Why does the Puma’s resolved dynamics matter, if you aren’t the kind of driver who tries to clip the apex of every corner when the opportunity presents on a Cape or Mpumalanga mountain pass? All that suspension balance and mid-corner stability matters a lot if you ever have to make an emergency steering intervention at highway speeds to avoid a collision.

Small engine – lot of litres….

The 1-litre EcoBoost engine can be heavy on fuel and has a strange relationship with the 7-speed dual-clutch gearbox.

Ford’s logic with this powertrain is simple: the small capacity engine is designed to be emissions compliant for strict European markets, and because it needs so much boost to overcome the power limitations of its size, a rapidly shifting dual-clutch transmission is required, keeping the engine on-boost.

The 92kW and 170Nm of engine output are credible, and the Puma has fair performance on-boost. But if you hesitate at a juncture or pull away, the moment you reengage, there’s either some lag or a lot of boost surge, which limits throttle response smoothness or lags. Ford’s 1.5-litre powertrain would undoubtedly be a better application for the Puma.

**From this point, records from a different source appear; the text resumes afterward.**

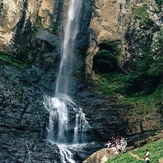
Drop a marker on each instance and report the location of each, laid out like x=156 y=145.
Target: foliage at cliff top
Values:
x=12 y=61
x=155 y=149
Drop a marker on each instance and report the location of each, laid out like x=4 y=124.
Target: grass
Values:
x=155 y=148
x=12 y=61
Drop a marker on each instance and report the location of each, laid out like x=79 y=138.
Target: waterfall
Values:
x=68 y=46
x=61 y=105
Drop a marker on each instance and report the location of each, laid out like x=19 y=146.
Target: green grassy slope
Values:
x=136 y=156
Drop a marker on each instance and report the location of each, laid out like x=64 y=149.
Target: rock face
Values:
x=30 y=37
x=117 y=21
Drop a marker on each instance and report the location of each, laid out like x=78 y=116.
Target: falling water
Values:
x=68 y=46
x=62 y=105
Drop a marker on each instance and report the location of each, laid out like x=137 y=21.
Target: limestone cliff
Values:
x=112 y=20
x=30 y=36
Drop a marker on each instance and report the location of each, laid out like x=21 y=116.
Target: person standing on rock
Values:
x=147 y=156
x=123 y=145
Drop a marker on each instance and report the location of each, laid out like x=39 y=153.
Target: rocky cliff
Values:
x=30 y=36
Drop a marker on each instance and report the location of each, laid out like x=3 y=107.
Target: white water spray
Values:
x=61 y=106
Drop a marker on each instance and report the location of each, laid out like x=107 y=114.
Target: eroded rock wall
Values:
x=112 y=20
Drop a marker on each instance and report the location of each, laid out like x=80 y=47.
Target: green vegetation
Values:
x=143 y=77
x=12 y=61
x=155 y=149
x=105 y=60
x=142 y=14
x=159 y=3
x=38 y=21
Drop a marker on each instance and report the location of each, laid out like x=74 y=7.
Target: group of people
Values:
x=118 y=144
x=120 y=147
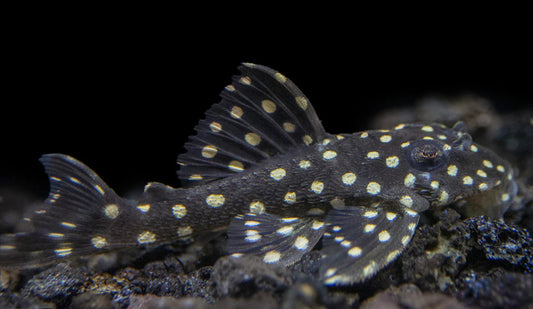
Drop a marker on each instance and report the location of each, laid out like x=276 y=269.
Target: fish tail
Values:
x=79 y=217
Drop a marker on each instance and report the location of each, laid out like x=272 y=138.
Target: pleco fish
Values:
x=262 y=167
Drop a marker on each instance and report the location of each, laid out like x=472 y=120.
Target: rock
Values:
x=241 y=277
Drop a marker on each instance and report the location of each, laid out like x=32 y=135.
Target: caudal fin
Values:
x=80 y=217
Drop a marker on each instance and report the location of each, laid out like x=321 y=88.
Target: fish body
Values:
x=262 y=167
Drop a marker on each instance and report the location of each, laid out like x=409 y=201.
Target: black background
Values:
x=124 y=98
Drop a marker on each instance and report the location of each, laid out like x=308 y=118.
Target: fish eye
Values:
x=427 y=156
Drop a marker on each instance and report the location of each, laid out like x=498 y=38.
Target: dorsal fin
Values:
x=261 y=114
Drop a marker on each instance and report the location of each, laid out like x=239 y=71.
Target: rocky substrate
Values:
x=452 y=262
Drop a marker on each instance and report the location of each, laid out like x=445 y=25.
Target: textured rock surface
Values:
x=452 y=262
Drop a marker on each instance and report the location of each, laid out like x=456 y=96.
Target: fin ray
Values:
x=360 y=241
x=282 y=241
x=260 y=115
x=71 y=221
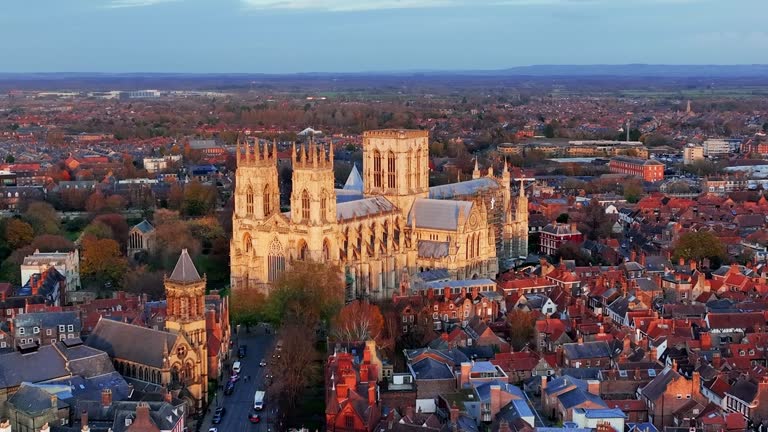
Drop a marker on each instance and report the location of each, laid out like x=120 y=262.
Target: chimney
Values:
x=409 y=411
x=454 y=414
x=84 y=422
x=706 y=340
x=495 y=400
x=371 y=393
x=464 y=376
x=106 y=398
x=341 y=391
x=716 y=360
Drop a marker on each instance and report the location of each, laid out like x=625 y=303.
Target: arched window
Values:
x=267 y=200
x=326 y=251
x=249 y=201
x=323 y=205
x=305 y=206
x=391 y=170
x=275 y=261
x=247 y=244
x=376 y=169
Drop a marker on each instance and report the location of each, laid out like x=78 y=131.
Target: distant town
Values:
x=518 y=254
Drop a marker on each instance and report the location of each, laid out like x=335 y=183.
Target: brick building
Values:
x=647 y=169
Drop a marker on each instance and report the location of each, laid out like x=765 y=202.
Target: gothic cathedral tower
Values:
x=185 y=293
x=396 y=165
x=313 y=203
x=257 y=199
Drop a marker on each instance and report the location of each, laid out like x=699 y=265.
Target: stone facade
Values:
x=398 y=226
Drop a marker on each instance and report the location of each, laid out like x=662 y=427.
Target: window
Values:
x=391 y=170
x=376 y=169
x=249 y=201
x=305 y=206
x=266 y=200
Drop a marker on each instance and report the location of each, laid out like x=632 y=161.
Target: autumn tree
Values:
x=42 y=217
x=358 y=321
x=311 y=292
x=102 y=261
x=521 y=326
x=142 y=280
x=698 y=245
x=18 y=233
x=199 y=199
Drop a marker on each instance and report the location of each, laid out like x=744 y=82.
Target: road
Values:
x=239 y=404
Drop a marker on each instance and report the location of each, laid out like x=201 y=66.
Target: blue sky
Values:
x=283 y=36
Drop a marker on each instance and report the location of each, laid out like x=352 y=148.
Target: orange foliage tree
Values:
x=358 y=321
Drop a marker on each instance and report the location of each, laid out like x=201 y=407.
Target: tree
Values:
x=95 y=203
x=595 y=224
x=52 y=243
x=18 y=233
x=521 y=326
x=170 y=238
x=549 y=131
x=633 y=190
x=118 y=225
x=311 y=292
x=697 y=245
x=102 y=261
x=199 y=199
x=42 y=217
x=357 y=322
x=142 y=280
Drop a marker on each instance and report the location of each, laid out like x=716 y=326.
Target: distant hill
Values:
x=638 y=70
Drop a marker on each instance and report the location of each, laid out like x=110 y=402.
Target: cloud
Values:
x=367 y=5
x=120 y=4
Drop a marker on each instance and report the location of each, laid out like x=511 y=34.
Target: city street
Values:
x=240 y=403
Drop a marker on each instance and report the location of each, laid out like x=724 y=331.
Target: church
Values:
x=386 y=224
x=176 y=358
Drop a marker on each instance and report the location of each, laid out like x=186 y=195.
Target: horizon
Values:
x=345 y=36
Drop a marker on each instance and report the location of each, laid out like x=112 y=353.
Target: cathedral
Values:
x=383 y=225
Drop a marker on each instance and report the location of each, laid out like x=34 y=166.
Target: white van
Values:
x=258 y=400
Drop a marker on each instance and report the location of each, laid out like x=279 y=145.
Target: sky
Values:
x=289 y=36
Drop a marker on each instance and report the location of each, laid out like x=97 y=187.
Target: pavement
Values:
x=239 y=405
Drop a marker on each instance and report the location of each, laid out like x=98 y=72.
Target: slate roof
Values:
x=185 y=270
x=438 y=214
x=32 y=400
x=658 y=385
x=363 y=207
x=586 y=350
x=432 y=249
x=465 y=188
x=354 y=180
x=428 y=369
x=41 y=365
x=144 y=226
x=119 y=340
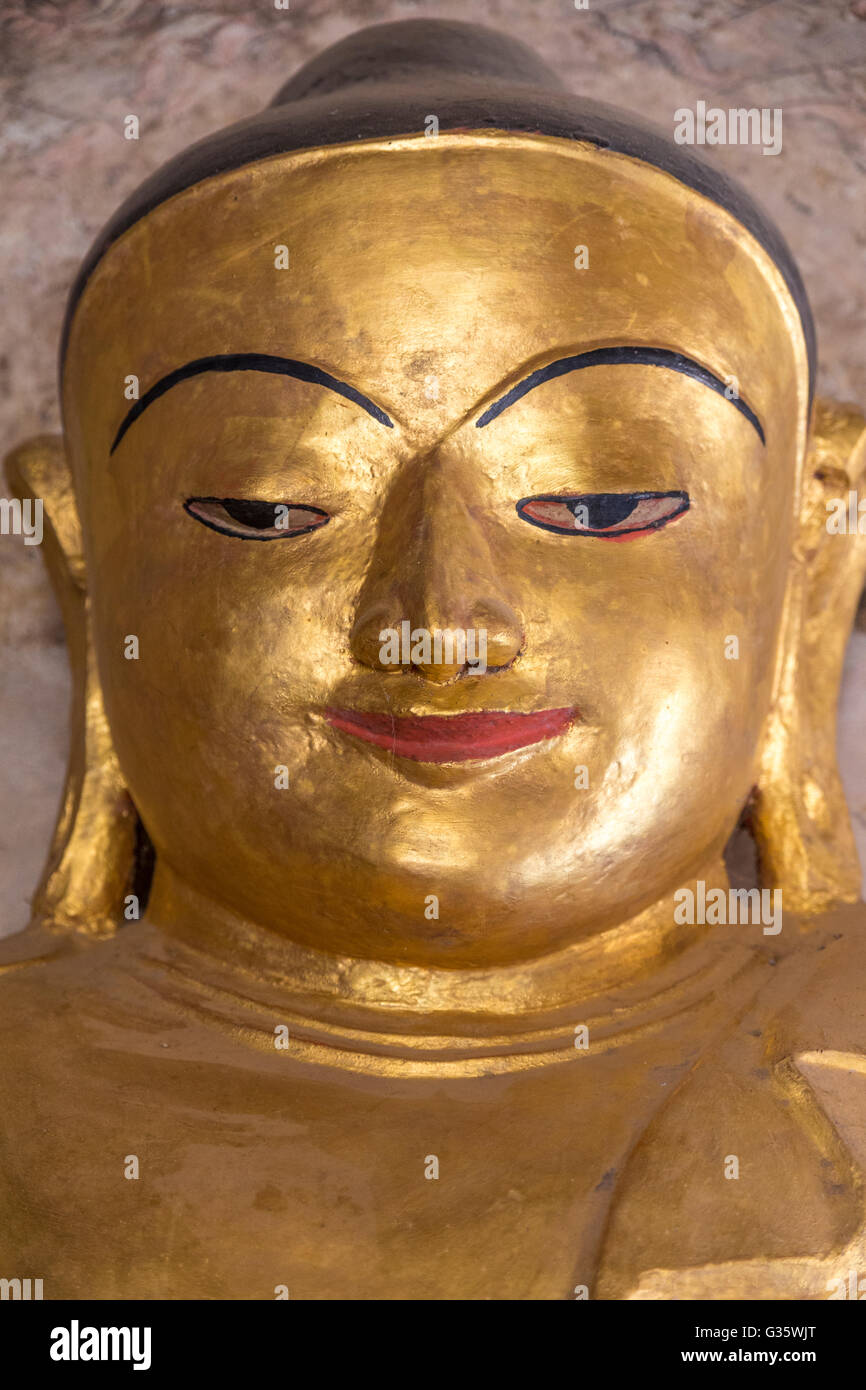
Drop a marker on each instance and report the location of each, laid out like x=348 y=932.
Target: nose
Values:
x=434 y=570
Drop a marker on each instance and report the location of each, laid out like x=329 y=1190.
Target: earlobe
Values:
x=91 y=859
x=799 y=818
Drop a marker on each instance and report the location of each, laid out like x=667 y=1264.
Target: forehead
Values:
x=427 y=273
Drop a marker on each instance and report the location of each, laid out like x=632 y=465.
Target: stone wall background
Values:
x=71 y=71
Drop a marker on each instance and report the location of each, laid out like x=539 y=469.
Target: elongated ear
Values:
x=799 y=819
x=91 y=861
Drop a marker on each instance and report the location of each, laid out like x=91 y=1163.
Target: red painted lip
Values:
x=451 y=738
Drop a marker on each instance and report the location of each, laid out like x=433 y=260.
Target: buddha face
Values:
x=381 y=395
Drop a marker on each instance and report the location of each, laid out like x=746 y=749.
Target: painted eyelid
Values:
x=246 y=531
x=617 y=528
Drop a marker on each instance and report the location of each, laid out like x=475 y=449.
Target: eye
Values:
x=616 y=516
x=256 y=520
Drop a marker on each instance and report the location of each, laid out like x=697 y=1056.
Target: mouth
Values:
x=452 y=738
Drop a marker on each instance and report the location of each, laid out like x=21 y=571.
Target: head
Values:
x=542 y=394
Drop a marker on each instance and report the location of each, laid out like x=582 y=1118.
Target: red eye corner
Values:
x=609 y=516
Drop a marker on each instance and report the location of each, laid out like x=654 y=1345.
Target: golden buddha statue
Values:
x=370 y=962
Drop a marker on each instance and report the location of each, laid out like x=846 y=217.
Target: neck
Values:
x=634 y=959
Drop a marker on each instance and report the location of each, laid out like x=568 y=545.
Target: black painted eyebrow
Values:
x=250 y=362
x=620 y=356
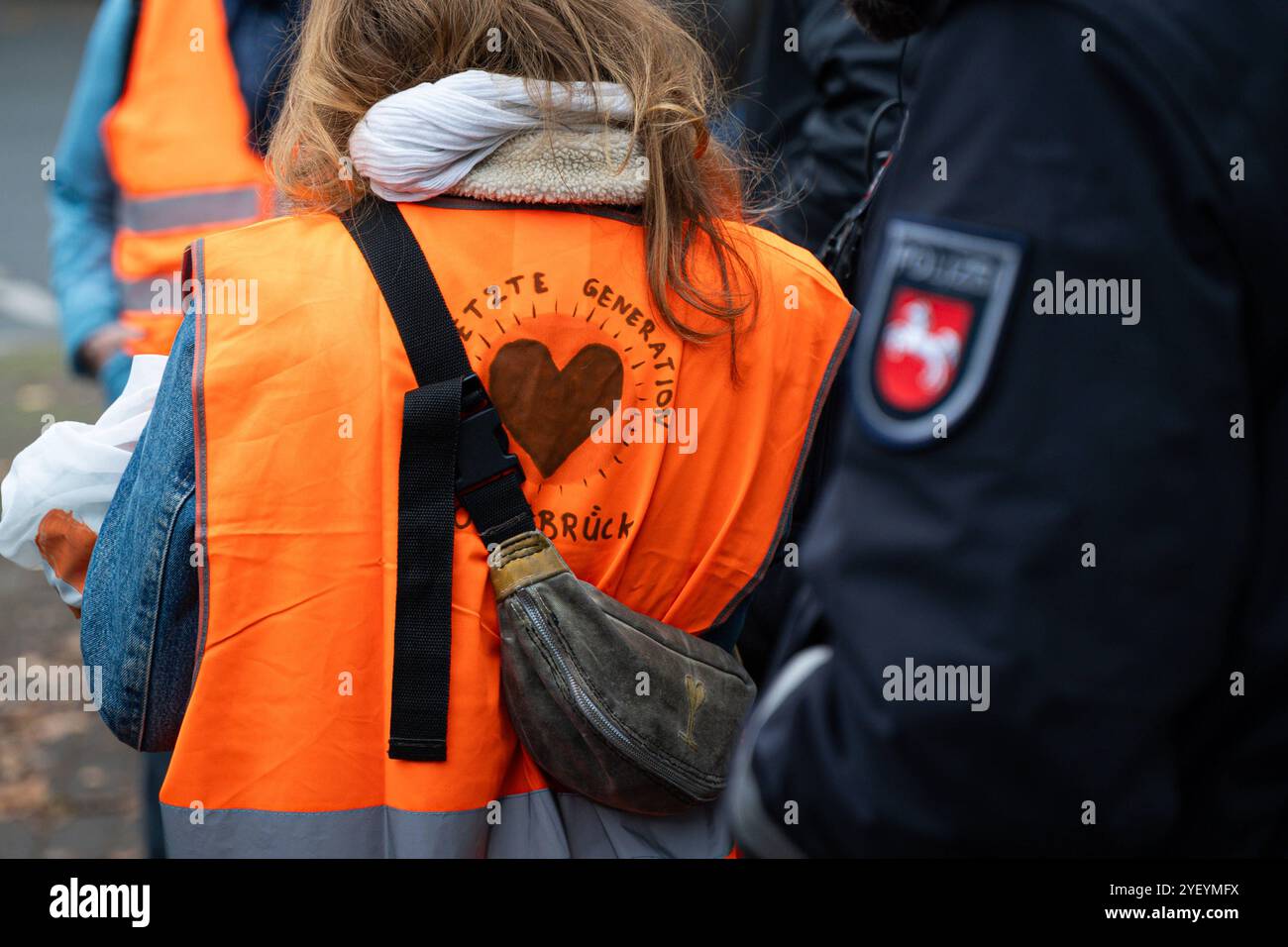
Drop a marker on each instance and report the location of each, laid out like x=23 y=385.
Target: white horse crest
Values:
x=910 y=334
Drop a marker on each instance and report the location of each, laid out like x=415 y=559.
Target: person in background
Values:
x=819 y=103
x=129 y=191
x=1047 y=608
x=132 y=189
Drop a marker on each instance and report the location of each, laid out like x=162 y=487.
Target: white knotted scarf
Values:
x=420 y=142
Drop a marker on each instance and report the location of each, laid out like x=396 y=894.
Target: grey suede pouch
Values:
x=616 y=706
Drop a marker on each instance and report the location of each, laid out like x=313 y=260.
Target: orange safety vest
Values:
x=297 y=414
x=178 y=149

Fuel consumption? Ford claims an average consumption of 5.2l/100km, but we averaged just over 7l/100km during testing. That increase in real-world consumption is not unusual and typical of small-capacity turbocharged engines, but yes, it’s a lot heavier than you’d assume for a 1-litre engine.

Buyers must consider total powertrain energy availability, not traditional swept capacity, when rationalising the fuel-consumption-to-performance ratio of Ford’s 1-litre turbopetrol.

Not priced like a Fiesta

There’s an authentic legacy of driving dynamics with a crossover vehicle built on the Fiesta platform. And despite its slightly hyperactive powertrain and thirsty fuel consumption, the Puma is a compact crossover that will never fatigue you on an eight-hour journey from Gauteng to the coast.

But its ride quality and cornering stability do come at a price. When you tabulate the standard equipment, engine performance, and trim, the pricing is adventurous.

The Puma Titanium starts at R570 400, with 17-inch wheels and an 8-inch touchscreen infotainment system. Upgrade to the ST Vignale, and you get 18-inch wheels, a 12.3-inch infotainment screen, sports suspension, a powered tailgate, and lane-keeping assistance with departure warning; all for R614 400.

This ‘Fiesta’ crossover is a great driver’s car, but it’s priced at a very significant premium to its rivals. If you loved the Fiesta, you’ll understand why it matters.